To many fellow diabetics, the name of my blog will make perfect sense. I frequently experience what is commonly called "dawn phenomenon". Dawn phenomenon occurs when one's fasting blood glucose reading is higher upon waking, than the previous night at bedtime. The difference for me is often 25 to 30 points. Last night, for example, at bedtime my BG was 114 (best reading I've had so far, by the way). This morning it was 140. There are a few theories about what causes such swings, but nobody seems to have a definite handle on it. Furthermore, while some physicians take it seriously enough to prescribe insulin for their patients, others, like my doctor, just shrug their shoulders at it, preferring to only monitor the A1C average. My case is more frustrating because of its inconsistency: some mornings I have it, and some mornings I do not. So far, I have not found any kind of pattern to account for it, and therefore am at a loss to counteract it.

In closing this first post, I want to touch on a topic which I think is most important. There is a lot of talk (particularly at the ADA) about "diabetes management". I would like to make it clear that I am not interested in diabetes management. I am interested in diabetes control. A mere difference in semantics, you say? Not to me. In my mind, the word "management" denotes reacting to situations which are out of one's influence. "Control", on the other hand, has a more confident connotation. It is proactive. The only way to deal effectively with this disease is to hit it head on.
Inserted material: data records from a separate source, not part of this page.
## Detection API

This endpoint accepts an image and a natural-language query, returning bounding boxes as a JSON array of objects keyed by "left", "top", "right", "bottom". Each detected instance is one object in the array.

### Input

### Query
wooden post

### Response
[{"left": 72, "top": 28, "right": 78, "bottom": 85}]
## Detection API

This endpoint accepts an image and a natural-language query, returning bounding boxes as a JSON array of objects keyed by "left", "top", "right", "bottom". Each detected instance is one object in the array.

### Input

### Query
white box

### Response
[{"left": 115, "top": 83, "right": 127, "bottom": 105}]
Finally, it is important to have hope. That is why I will be including news about treatment and research breakthroughs on this blog. When I was diagnosed in 2003, I began researching this disease. I am convinced that within eight to ten years there will be a cure for type 1 diabetes. A cure for type 2 will soon follow. Even closer to us are advances in treatment such as non-invasive insulin delivery, non-invasive glucose monitoring, more effective medications to treat insulin resistance, and more studies on the effects of nutrients and supplements on blood glucose. About 170 million people worldwide have diabetes. If all those people were in the same country, it would be the world's eighth largest nation. The market potential alone is enough to spur tremendous amounts of research into treatments and cures. And that is good news for diabetics. Have hope, fellow sufferers, some day this scourge will end.